Teman saya itu menikah dengan laki-laki yang sangat berkecukupan dalam masalah materi. Pesta pernikahannya terhitung megah. Makanan berlimpah, dekorasi mewah, souvenir mahal, gaun yang menawan. Banyak mengundang decak kagum para tamu. Tak lama, mereka honeymoon ke salah satu tempat yang cukup romantis dan terkenal. Yang pastinya, memakan biaya yang tidak bisa dibilang sedikit.

Foto-foto romantis ala-ala newlywed mereka, mulai bertebaran di linimasa saya. Kata-kata cinta dan caption penuh kemesraan, hampir tiap hari saya dapati dari wall keduanya. Baper-able banget deh, apalagi buat yang masih jomblo. Ehem.

“Such a dream wedding, goaaaalsss banget…”

Itu kata teman-teman mereka.

Beberapa bulan kemudian, pemandangan penuh kemesraan itu perlahan mulai memudar. Yang tadinya hobi banget posting foto pasangan atau candid berduaan dengan caption penuh pujian, kini amat sangat jarang.

Jujur, saya sempat heran, karena sangat drastis sekali perubahannya. Beda ya sama mereka yang memang jarang atau bahkan tidak pernah posting kemesraan dengan pasangan di sosial media. Ketika tidak lagi posting, tidak akan bikin orang lain bertanya-tanya.

Tak berselang lama, saya dapat kabar dari teman saya yang lain bahwa rumah tangga keduanya tengah bermasalah.

Yang saya dengar, sang istri sempat kaget dengan karakter asli suaminya. Yang tadinya lembut dan penuh perhatian, berubah jadi cuek dan dingin. Saat kondisi istrinya drop karena sedang hamil, sang suami terkesan cuek dan tak mau tahu. Bahkan menyuruh sang istri mengurus sendiri dirinya yang sedang sakit.

Sang istri sempat shock. Ia tidak menyangka, suami yang di awal pernikahan begitu lembut dan romantis, berubah menjadi pribadi yang jauh dari harapannya. Rasa cinta terhadapnya seolah sirna.

Namun, apa daya.. Ia merasa sangat bergantung terhadap suaminya dalam sisi materi. Terlebih sang suami adalah tipe yang sangat dominan dan superior dalam rumah tangga mereka berdua.
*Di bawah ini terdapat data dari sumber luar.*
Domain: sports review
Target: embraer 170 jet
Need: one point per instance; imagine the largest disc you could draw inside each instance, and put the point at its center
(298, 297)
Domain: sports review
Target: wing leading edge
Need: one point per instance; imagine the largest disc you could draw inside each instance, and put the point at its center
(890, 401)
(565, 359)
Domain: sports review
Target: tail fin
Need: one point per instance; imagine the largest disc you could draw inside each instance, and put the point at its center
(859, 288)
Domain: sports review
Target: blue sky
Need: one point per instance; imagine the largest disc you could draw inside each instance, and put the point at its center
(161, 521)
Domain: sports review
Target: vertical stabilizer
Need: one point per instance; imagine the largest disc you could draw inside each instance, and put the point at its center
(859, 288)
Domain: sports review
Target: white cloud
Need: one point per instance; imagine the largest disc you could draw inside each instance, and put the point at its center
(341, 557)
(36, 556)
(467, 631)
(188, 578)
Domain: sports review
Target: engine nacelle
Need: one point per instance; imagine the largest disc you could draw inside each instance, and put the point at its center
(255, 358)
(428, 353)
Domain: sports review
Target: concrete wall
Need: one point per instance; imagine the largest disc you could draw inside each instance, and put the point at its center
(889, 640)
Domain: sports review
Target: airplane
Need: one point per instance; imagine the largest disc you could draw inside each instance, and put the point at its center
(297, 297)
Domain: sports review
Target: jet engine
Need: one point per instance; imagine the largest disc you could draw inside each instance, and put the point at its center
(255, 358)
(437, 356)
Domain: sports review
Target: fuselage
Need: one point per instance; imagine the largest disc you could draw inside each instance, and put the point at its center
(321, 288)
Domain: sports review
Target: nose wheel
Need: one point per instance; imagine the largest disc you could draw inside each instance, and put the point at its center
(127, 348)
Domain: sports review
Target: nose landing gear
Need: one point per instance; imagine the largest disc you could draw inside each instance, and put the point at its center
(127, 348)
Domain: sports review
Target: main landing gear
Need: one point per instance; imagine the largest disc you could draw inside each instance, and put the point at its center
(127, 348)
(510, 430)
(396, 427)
Maka ia tak bisa banyak menuntut apa yang harusnya menjadi haknya sebagai seorang istri. Ia hanya bisa bersabar, dan terus bersabar. Terus mendo’akan agar suatu hari suaminya kembali seperti awal di mana mereka berkenalan dan memutuskan untuk menikah.

Ada lagi cerita berbeda dari teman yang berbeda…

Teman saya, sebut saja B, menyelenggarakan pesta pernikahannya dengan sangat megah. Resepsinya di gedung yang cukup ternama, kesan glamornya dapet banget. Saat itu, sekitar 12 tahun yang lalu, pesta itu menghabiskan dana hingga puluhan juta rupiah.

Padahal saya tahu, ia bukanlah orang berada. Tidak di bawah rata-rata, tapi juga tidak bisa dibilang sangat berkecukupan. Biasa-biasa saja. Kurang lebih sepekan setelah pernikahannya, saya mendengar kabar ia menjual motornya. Alasannya untuk biaya hidup, untuk makan.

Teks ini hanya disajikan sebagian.